義城蜜魅は、義城生死者追跡事務所の生死者追跡者。鴉済生死者追跡事務所に所属するエチカや早雲にとっては、商売敵だ。
「気をつけてね!」
「了解」
「りょーかい!」
情報分析を再開する燎子の声に手を振って、エチカたちは裏口から駐車場へと移動する。乗り込むのは外装を耐衝撃性空力調整パネルに埋める事務所戦用の圧縮空気車、シーラカンスだ。自動運転公共車両ネットワークが普及した現在、凍京を走る車の9割以上は自動運転しかできず、コールドキャブと呼ばれるタクシーを使うのが当たり前になっているが、生死者追跡者を生業にしていると、しばしば知性化された道以外に乗り込む必要がでてくる。ハンドル付きの車は必須だった。

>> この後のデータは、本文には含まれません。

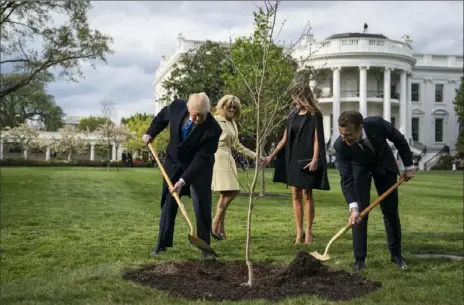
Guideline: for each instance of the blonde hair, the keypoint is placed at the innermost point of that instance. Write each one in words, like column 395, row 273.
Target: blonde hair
column 305, row 97
column 229, row 100
column 200, row 102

圧縮空気がタイヤを回し、シーラカンスは滑らかに、ネオンの海を泳ぎ出す。
「早雲、どう思う?」
「何が?」
「動機」
すぐさま高速に乗る車の中、エチカはコネリンに投射した男の顔写真を矯めつ眇めつしながら、相棒に尋ねる。
「この男、なんでわざわざこんなテロ事件を起こさなきゃならなかったんだと思う? フツーの良いトコのお坊ちゃんだろ? コイツレベルで爆弾テロを起こすなら、凍京は今頃とっくに廃墟だよ。何がコイツをそうさせたかね」
「興味ない」
表情ひとつ変えないまま、早雲は切り捨てた。
「信念があろうと思いつきだろうと、テロはテロだ。ぼくらは行為に対し必要な対応をする。それだけだ」
「へーへー、聞いたあたしが悪かったよ」
頭上を流れゆくホットパイプを眺めながら、エチカはダッシュボードに脚を投げ出す。なにかがしっくり来なかった。先日彼女は、熱気の立ち上るホットパイプから襲撃の機会を窺いながら、あのロシア人の——彼を操るネクロマンサーの言葉を聞いたのだ。
——復讐だよ。
いくら見つめてみたところで、ホログラムで表情を変化させる川良拓也の口から、そんな台詞が出てくるようには到底思えなかった。